It depends.
In general, the primary reason for using different keys is: you might want to supply different parts of the data to different subsystems. If there are some columns processed by a system A and some columns processed by a system B, you might want to use different keys for these groups of columns. (This consideration may also apply if one subsystem needs access to all the columns and another to only some.)
If, however, all processing happens within a single subsystem — that is to say, all the keys are distributed together and all parts of the data are always decrypted together —, managing separate keys will not be very beneficial at all in terms of confidentiality maintenance, and near-zero benefits will probably be outweighed by the costs of extra complexity.
So, this is the space axis. However, depending on your context, you might also need to consider the time axis, whereby the encryption keys may change over time, and/or data encrypted with different keys may need to be held in same columns. For example, a combination of a policy of regularly changing the encryption key and the costs of decrypting and re-encrypting a large set of data may necessitate protecting the accessibility aspect of data security by performing the re-encryption process by small steps, which means that during changeover, your system may encounter both data encrypted with the soon-to-expire old key and data encrypted with the recently-issued new one.

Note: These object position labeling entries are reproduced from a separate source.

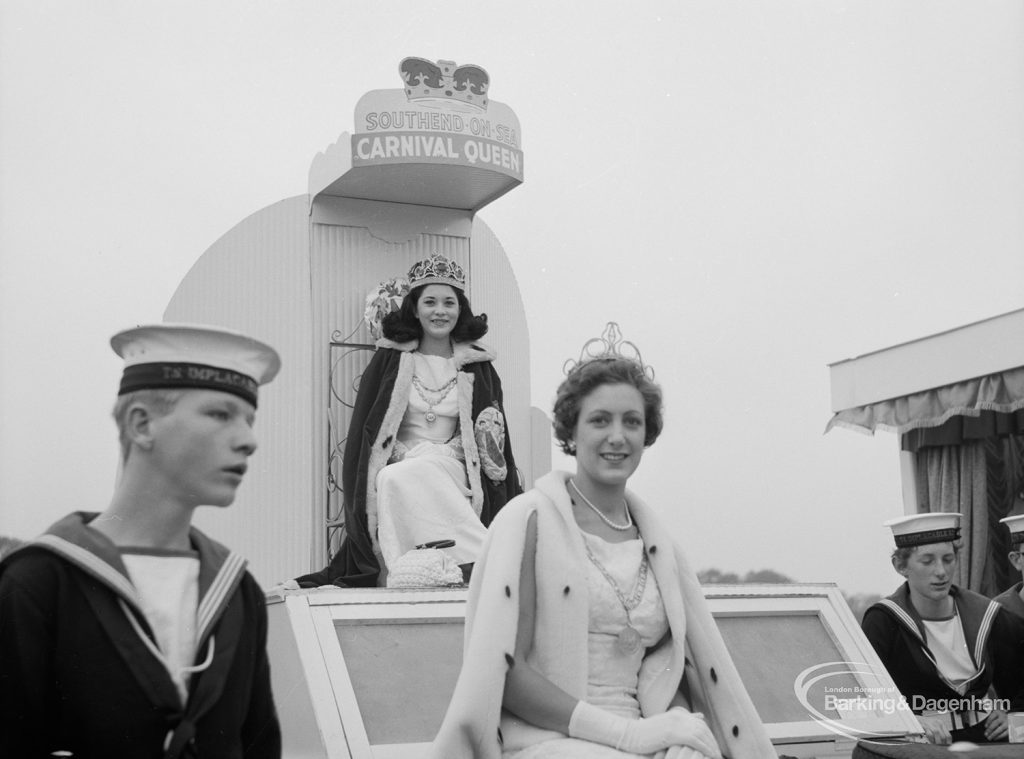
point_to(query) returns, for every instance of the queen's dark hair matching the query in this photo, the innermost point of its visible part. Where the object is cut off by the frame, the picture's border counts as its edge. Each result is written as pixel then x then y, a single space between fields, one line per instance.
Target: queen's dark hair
pixel 586 377
pixel 402 326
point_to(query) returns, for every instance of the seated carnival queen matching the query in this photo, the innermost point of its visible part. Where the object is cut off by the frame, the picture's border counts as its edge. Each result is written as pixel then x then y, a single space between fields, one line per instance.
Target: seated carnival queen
pixel 587 632
pixel 428 458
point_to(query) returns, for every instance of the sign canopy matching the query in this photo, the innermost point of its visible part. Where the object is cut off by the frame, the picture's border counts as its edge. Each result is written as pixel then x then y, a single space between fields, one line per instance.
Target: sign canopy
pixel 439 140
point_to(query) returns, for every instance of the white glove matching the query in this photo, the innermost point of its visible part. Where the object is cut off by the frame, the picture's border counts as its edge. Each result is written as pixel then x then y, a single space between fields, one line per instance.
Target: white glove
pixel 645 735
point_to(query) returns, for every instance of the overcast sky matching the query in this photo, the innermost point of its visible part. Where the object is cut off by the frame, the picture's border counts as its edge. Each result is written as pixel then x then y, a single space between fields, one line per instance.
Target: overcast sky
pixel 752 190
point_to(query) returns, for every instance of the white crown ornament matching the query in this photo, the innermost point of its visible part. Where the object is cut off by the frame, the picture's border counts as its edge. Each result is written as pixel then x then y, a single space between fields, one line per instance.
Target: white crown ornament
pixel 442 82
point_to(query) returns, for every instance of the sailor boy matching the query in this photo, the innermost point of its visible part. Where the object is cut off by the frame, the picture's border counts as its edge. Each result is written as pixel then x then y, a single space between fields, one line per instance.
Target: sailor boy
pixel 129 632
pixel 1013 598
pixel 944 646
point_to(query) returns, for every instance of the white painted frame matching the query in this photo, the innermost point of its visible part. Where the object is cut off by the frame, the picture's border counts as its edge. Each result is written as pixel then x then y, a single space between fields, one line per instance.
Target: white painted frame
pixel 334 691
pixel 825 602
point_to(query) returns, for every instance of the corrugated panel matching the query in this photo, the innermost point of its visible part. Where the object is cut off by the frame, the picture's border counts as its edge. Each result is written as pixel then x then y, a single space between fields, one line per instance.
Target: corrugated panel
pixel 256 279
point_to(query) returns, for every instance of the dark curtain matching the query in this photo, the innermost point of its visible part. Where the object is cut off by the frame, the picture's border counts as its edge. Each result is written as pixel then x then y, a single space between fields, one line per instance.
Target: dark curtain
pixel 975 466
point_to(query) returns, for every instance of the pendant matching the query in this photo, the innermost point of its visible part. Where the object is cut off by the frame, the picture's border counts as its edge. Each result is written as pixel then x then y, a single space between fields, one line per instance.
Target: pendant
pixel 628 640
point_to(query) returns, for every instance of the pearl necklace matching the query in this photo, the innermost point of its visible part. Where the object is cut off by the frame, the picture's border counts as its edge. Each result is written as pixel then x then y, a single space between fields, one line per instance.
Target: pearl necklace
pixel 605 519
pixel 441 393
pixel 628 640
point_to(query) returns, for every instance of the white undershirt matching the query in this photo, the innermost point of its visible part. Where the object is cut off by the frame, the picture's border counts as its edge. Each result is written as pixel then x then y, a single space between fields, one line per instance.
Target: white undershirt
pixel 946 641
pixel 168 588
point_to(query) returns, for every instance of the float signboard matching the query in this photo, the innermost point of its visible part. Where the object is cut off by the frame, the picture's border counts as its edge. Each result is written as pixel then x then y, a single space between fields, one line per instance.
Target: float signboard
pixel 442 116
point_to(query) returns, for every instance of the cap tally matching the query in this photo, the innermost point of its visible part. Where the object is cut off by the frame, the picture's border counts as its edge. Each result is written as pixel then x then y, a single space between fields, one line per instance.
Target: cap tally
pixel 1016 526
pixel 170 355
pixel 921 530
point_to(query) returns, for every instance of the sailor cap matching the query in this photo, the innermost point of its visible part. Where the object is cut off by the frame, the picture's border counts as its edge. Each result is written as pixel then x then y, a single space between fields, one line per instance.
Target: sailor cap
pixel 170 355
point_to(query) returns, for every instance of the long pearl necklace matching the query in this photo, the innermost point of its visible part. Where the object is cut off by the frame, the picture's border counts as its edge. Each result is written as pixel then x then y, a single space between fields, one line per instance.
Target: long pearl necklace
pixel 605 519
pixel 440 393
pixel 628 640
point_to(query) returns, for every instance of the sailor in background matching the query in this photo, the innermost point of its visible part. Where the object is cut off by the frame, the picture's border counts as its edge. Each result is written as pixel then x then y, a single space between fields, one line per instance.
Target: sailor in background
pixel 1013 598
pixel 944 646
pixel 129 633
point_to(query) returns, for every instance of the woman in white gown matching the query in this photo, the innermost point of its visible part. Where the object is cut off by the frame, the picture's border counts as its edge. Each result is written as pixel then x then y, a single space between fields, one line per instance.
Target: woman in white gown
pixel 428 457
pixel 587 633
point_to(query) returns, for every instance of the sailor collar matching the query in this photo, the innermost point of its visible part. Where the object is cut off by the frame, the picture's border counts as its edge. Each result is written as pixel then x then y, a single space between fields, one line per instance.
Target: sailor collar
pixel 976 619
pixel 91 551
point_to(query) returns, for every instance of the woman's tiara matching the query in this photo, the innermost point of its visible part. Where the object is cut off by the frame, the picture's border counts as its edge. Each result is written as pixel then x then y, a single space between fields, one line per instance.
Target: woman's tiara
pixel 609 345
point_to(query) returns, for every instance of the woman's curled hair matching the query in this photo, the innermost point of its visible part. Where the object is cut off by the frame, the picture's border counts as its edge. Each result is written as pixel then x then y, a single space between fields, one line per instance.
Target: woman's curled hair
pixel 588 376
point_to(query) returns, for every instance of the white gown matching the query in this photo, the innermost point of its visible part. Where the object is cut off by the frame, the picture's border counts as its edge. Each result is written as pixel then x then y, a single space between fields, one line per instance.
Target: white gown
pixel 611 679
pixel 425 496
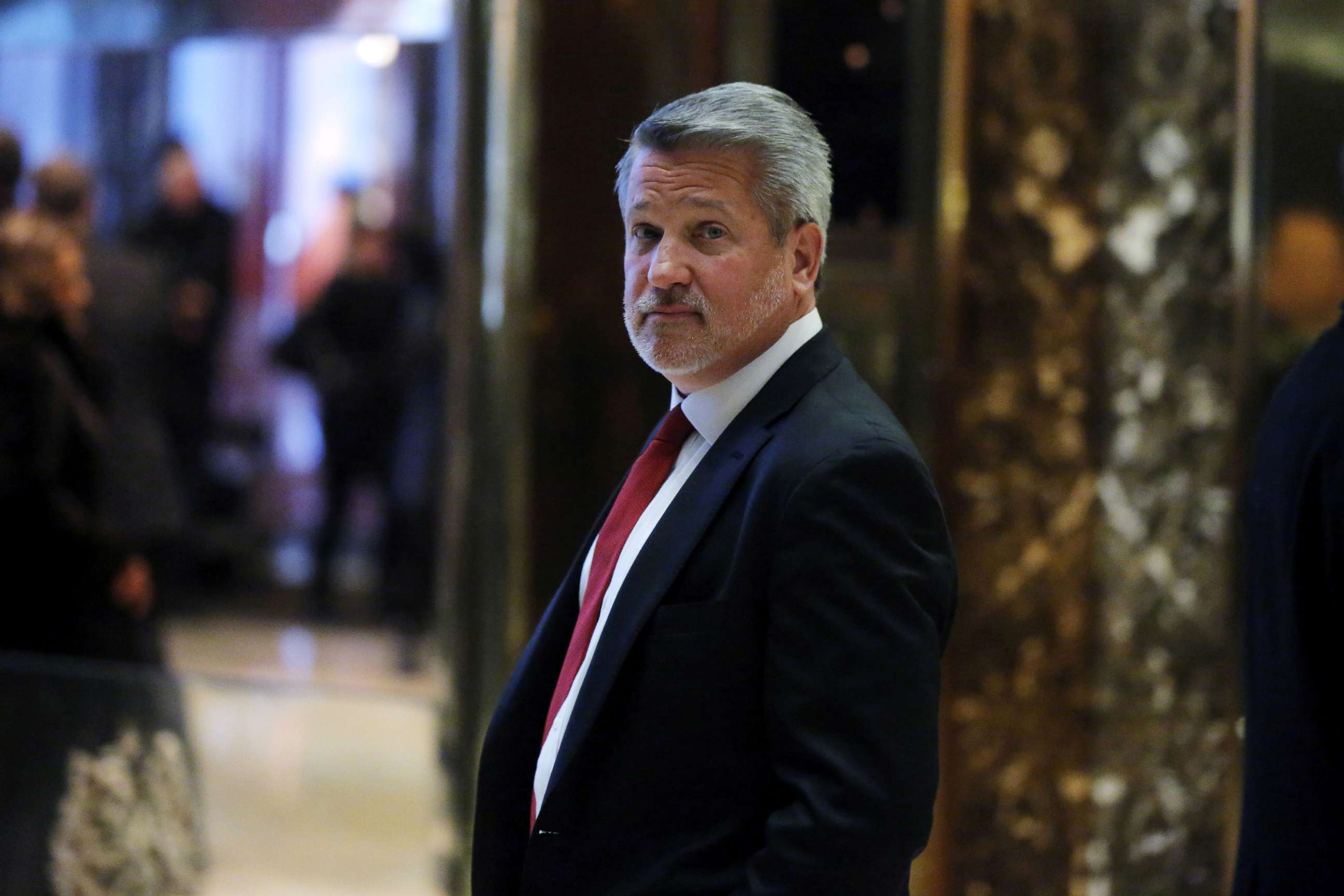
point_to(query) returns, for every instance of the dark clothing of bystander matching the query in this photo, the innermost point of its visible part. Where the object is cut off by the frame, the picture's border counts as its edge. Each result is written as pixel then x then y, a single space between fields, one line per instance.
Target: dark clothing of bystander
pixel 197 251
pixel 1293 809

Coming back to what you asked — it is pretty unusual for a structured database to not be trusted to have access to data in it, so there are no established best practices for this kind of situations. It is more common to run the whole database on an encrypted data storage, usually in the form of a file system of some sort, or alternatively treat the database as a kind of block device, just serving opaque encrypted blobs whose whole meaning will then be determined in the part of the system which you trust enough to have the cryptographic keys. Analyse, for example, what kind of potential attacks you want to protect your system against. If you are concerned that an attacker may be able to read data out of your database, should you also be concerned that the attacker may be able to insert bogus data, possibly data he might not understand, into your database, or replace good data with bad data or garbage?